2. Next: Role augmentation
Automation is another major change that has affected people in every industry. From self-checkouts in supermarkets, to the trading floors of large investments banks, many jobs have either been altered or replaced by machines.
Roles in data science and machine learning are no different.
Automation can already be used to carry out simple but previously time-consuming tasks, such as replacing missing data, scaling and normalising, and identifying collinearity. Now, and in the future, automation will increasingly be used to produce complex machine learning models themselves.
On the one hand, this will begin to open up a data science capability to organisations that don’t have dedicated data scientists today.
On the other hand, this will again begin to change the role of data scientists that are in place today. Their focus can shift towards designing, creating and refining more complex, unique machine learning models and algorithms that are more well suited to human, rather than machine, development. Also, the importance of domain knowledge can not be overstated. Whilst no human can compete with the pure amount of work a computer can complete, people will always be needed to give meaning to the data, and to provide insight on the output of these models.

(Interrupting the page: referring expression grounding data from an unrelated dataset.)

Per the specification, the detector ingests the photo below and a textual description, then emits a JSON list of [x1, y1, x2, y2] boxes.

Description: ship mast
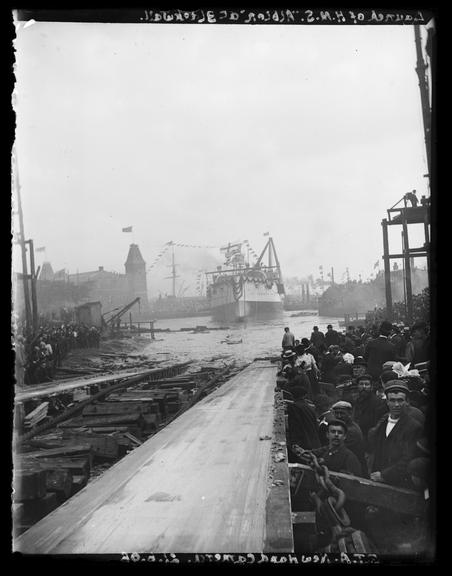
[[165, 242, 179, 297], [255, 235, 284, 288]]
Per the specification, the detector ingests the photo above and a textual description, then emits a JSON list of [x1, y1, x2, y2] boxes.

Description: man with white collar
[[367, 382, 423, 487]]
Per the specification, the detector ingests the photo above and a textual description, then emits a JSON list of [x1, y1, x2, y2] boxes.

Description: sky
[[12, 17, 431, 297]]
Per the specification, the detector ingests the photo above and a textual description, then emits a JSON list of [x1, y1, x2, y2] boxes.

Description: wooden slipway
[[15, 364, 190, 402], [15, 361, 293, 554]]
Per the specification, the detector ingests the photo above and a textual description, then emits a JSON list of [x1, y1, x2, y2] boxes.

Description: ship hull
[[211, 300, 283, 322], [208, 279, 283, 322]]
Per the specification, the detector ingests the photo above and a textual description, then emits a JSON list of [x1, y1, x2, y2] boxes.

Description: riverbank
[[43, 334, 155, 382]]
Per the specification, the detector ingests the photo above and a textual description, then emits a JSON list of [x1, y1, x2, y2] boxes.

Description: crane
[[101, 297, 141, 332]]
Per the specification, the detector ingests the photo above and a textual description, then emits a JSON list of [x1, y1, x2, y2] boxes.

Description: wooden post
[[13, 151, 33, 337], [129, 312, 132, 329], [402, 213, 414, 324], [424, 209, 430, 278], [381, 219, 392, 321], [414, 25, 431, 179], [26, 239, 39, 336], [150, 321, 155, 340]]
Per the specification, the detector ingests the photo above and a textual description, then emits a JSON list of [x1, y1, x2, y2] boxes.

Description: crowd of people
[[367, 287, 430, 326], [280, 320, 432, 553], [15, 321, 101, 386]]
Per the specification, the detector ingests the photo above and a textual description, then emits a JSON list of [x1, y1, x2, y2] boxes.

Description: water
[[141, 312, 343, 369]]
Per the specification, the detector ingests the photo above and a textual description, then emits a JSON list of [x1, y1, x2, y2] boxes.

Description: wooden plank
[[24, 402, 49, 427], [150, 381, 196, 389], [20, 456, 91, 478], [15, 369, 157, 402], [15, 363, 192, 402], [18, 445, 92, 459], [14, 362, 285, 554], [123, 432, 143, 446], [82, 402, 147, 416], [289, 463, 426, 516], [60, 433, 119, 459], [263, 389, 294, 553], [58, 414, 143, 428]]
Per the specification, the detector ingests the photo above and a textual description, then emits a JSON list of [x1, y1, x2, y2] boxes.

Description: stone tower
[[124, 244, 148, 308]]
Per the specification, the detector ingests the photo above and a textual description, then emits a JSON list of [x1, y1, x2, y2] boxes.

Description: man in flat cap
[[318, 399, 368, 476], [331, 400, 368, 477], [368, 381, 423, 487], [388, 379, 425, 427], [312, 419, 362, 477]]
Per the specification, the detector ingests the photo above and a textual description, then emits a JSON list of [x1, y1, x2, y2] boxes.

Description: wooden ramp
[[14, 361, 293, 554], [15, 363, 190, 402]]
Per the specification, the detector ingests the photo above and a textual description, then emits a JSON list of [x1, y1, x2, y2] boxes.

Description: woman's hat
[[282, 350, 296, 358]]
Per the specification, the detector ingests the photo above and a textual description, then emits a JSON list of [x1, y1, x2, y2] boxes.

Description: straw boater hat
[[282, 350, 296, 359]]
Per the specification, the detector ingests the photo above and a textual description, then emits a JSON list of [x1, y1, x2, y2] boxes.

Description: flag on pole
[[263, 232, 270, 236], [122, 226, 133, 233], [373, 260, 380, 269], [36, 246, 46, 252]]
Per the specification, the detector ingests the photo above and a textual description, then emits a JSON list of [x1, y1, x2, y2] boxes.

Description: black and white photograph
[[11, 8, 435, 563]]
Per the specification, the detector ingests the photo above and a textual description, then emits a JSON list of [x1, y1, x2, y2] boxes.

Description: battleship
[[206, 236, 285, 322]]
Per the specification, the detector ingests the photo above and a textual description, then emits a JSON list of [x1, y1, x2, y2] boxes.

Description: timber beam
[[289, 464, 426, 517]]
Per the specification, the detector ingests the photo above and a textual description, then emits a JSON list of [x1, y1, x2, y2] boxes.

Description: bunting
[[147, 241, 218, 273]]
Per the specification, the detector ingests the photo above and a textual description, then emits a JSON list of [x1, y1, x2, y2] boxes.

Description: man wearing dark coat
[[312, 419, 362, 476], [353, 373, 387, 447], [321, 345, 342, 384], [286, 386, 321, 453], [364, 321, 397, 380], [324, 324, 341, 348], [319, 400, 368, 477], [310, 326, 326, 353], [368, 382, 423, 487]]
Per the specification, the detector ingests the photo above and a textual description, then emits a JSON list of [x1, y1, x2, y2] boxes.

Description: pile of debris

3. Later: Quantum computing
Quantum computing currently sounds like a concept you might only hear in a sci-fi film. Although it is a change that will take longer to bear fruit than the aforementioned industry developments, with the speed that research is progressing, it is quickly becoming a reality.
Essentially, Quantum computers are used to perform calculations based on the probability of an object’s state before it is measured, which means they have the potential to process substantially more data.
Quantum computers are still a long way from consistently out-performing normal computers in all tasks, but progress has been made. In October 2019, a quantum computer solved a problem that would have taken 10,000 years using classical methods, achieving the fabled “Quantum Supremacy”.
There is a whole research area dedicated solely to Artificial Intelligence (AI) and Quantum computing. There are structure similarities within the maths that sits behind both which means that Quantum computing will drive efficiencies in the way that some models are processed. This could truly open up the potential of machine learning.
Over time, and with the continued exponential growth in data, there’s also an interesting question around whether Quantum computing will render the cloud obsolete. As the quantity and complexity of data increases, the efficiencies gained through the cloud may become cost prohibitive to organisations. With a cheap, readily available Quantum machine, it may be more prudent to move back towards an on-premises solution, rather than distributing computing power and storage.
Whilst quantum computing shows so much promise, there are also several big hurdles to tackle before it becomes a reality. Currently the machines are complicated both to make and to use. The algorithms created thus far are extremely complex and require a mix of both classical and quantum techniques. Eventually a high-level language such as C will be made to help reduce complexity, but that is still currently some way off. Also, the machines themselves are extremely delicate. Some parts need to be kept at the same temperature as liquid nitrogen (−196 °C) and are so sensitive that they can even be disrupted by footsteps.
Clearly these problems are significant, but the scale of the challenge is not dissimilar to those that were faced by classical computers in the 60/70s. If these hurdles are overcome, it will revolutionize how we are able to deal with data forever.
2020 and beyond
From the way in which we teach and learn data science, to the technology that supports our data analysis, there are many changes that will disrupt the concept and practice of data science in the coming years. The certainty though is that the importance of organisations having a strong data science capability, and ideally a capability that is embedded across the firm, will only increase.